Prediction of thermal conductivity for irradiated SiC/SiC composites by informing continuum models with molecular dynamics data

Abstract

This article proposes a new method to estimate the thermal conductivity of SiC/SiC composites subjected to neutron irradiation. The modeling method bridges different scales from the atomic scale to the scale of a 2D SiC/SiC composite. First, it computes the irradiation-induced point defects in perfect crystalline SiC using molecular dynamics (MD) simulations to compute the defect thermal resistance as a function of vacancy concentration and irradiation dose. The concept of defect thermal resistance is explored explicitly in the MD data using vacancy concentrations and thermal conductivity decrements due to phonon scattering.
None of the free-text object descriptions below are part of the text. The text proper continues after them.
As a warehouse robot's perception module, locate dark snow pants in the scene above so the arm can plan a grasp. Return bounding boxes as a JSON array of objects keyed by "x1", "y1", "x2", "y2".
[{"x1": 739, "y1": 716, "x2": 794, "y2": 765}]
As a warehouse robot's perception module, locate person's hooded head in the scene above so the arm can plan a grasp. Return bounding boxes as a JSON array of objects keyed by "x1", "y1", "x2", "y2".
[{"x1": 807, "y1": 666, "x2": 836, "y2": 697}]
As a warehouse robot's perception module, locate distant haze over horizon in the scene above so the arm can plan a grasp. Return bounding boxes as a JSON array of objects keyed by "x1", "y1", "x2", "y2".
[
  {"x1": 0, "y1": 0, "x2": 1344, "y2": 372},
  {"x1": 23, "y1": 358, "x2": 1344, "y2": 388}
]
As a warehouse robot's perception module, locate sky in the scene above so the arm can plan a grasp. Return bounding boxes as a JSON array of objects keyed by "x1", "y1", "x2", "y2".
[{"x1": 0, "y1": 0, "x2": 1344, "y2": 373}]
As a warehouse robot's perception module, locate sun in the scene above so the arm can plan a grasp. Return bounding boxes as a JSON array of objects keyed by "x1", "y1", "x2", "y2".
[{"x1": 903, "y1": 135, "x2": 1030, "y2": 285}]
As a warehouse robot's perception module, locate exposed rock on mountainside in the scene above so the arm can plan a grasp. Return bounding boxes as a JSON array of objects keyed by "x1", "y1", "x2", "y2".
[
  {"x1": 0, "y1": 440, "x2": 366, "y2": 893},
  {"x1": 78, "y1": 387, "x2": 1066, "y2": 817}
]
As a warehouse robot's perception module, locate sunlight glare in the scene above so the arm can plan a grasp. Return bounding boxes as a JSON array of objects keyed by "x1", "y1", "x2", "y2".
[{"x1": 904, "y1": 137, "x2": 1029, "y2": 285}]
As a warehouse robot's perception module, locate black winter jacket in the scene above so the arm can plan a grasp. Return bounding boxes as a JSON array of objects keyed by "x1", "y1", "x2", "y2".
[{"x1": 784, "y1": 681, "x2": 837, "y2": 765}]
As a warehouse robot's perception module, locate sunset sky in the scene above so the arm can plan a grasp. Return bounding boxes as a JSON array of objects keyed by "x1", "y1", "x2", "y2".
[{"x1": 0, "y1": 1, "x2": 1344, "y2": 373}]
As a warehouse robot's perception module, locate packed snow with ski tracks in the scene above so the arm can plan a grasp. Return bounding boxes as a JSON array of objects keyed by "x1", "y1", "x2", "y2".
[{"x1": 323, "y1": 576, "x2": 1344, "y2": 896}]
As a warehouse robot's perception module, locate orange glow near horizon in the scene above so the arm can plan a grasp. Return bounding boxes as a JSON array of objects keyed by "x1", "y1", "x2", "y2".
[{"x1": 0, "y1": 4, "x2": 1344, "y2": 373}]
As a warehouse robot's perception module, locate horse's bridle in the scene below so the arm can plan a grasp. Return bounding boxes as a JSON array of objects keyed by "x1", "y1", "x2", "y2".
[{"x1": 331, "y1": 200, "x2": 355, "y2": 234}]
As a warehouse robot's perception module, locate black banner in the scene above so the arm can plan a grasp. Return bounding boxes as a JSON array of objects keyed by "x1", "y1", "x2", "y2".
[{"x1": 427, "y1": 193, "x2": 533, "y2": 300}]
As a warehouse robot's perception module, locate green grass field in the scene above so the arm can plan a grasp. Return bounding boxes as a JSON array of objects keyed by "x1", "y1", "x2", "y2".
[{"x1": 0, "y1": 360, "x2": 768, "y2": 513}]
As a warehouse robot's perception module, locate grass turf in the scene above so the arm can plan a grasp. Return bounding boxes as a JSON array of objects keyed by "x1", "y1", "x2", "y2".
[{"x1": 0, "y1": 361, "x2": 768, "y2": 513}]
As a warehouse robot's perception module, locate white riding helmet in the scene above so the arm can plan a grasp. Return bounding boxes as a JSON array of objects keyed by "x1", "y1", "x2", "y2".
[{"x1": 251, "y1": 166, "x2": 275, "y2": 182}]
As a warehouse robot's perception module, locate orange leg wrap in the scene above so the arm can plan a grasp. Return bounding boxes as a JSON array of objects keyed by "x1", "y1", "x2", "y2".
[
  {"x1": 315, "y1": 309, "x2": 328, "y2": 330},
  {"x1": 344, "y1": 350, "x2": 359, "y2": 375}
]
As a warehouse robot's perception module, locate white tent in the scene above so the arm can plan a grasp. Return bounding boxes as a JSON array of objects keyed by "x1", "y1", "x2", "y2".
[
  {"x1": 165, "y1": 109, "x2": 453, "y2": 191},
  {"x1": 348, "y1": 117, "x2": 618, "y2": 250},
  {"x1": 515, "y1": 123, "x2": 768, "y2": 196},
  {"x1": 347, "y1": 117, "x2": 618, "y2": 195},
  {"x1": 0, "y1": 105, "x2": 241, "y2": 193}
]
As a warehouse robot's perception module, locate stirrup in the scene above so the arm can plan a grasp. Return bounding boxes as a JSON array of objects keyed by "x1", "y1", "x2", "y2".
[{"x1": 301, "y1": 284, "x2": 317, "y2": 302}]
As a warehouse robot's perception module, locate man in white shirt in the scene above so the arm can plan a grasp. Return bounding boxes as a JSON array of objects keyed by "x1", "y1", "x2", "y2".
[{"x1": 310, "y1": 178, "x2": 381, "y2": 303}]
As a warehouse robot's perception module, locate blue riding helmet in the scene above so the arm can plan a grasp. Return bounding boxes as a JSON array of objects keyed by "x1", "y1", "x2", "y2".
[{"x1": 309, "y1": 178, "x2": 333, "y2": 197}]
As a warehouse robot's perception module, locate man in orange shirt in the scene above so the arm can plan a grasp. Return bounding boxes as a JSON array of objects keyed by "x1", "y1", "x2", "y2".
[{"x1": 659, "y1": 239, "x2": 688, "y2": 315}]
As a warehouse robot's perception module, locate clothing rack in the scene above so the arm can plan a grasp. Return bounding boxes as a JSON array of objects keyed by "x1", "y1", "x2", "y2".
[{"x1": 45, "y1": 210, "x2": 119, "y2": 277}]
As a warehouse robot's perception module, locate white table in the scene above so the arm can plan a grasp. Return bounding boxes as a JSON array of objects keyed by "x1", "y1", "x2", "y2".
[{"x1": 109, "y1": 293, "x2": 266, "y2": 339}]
Point defect-induced swelling for chemical vapor deposited (CVD) SiC as a function of irradiation dose is approximated by scaling the corresponding MD results for perfect crystal β-SiC to experimental data for CVD-SiC at various temperatures. The computed thermal defect resistance, thermal conductivity as a function of grain size, and definition of defect thermal resistance are used to compute the thermal conductivities of CVD-SiC, isothermal chemical vapor infiltrated (ICVI) SiC and nearly-stoichiometric SiC fibers. The computed fiber and ICVI-SiC matrix thermal conductivities are then used as input for an Eshelby–Mori–Tanaka approach to compute the thermal conductivities of 2D SiC/SiC composites subjected to neutron irradiation within the same irradiation doses. Predicted thermal conductivities for an irradiated Tyranno-SA/ICVI-SiC composite are found to be comparable to available experimental data for a similar composite ICVI-processed with these fibers.